Ketua Umum DPP Apkesmi, Kusnadi, menyebut prevalensi anemia di Indonesia masih cukup tinggi, sementara data Survei Status Gizi Indonesia (SSGI) 2024 menunjukkan angka stunting masih mencapai 19,8 persen atau sekitar satu dari lima balita. Karena itu, puskesmas sebagai garda terdepan pelayanan kesehatan dinilai memiliki peran strategis dalam meningkatkan deteksi dini dan penanganan masalah gizi di tingkat masyarakat.

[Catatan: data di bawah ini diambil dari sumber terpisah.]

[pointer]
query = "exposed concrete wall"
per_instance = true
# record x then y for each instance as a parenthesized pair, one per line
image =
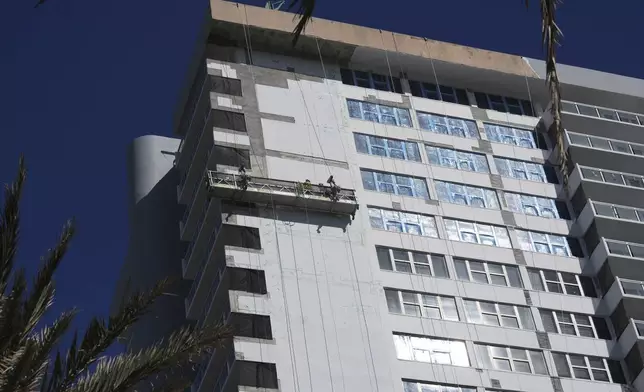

Program Puskesmas Siap SEDIA menerapkan tiga tahapan utama, yaitu skrining menggunakan standar antropometri dan kalkulator zat besi untuk mendeteksi risiko anemia dan gangguan pertumbuhan, edukasi melalui panduan gizi seimbang dan pemenuhan kebutuhan zat besi bagi ibu dan anak, serta intervensi yang disesuaikan dengan hasil pemeriksaan dan rekomendasi tenaga kesehatan. Dalam peluncuran program tersebut, Kepala Bidang Kesehatan Masyarakat Dinas Kesehatan Kota Tangerang Selatan, Lilis Suryani, menyambut baik penunjukan Tangerang Selatan sebagai lokasi peluncuran dan berharap program ini dapat memperkuat upaya pencegahan anemia dan stunting di daerah.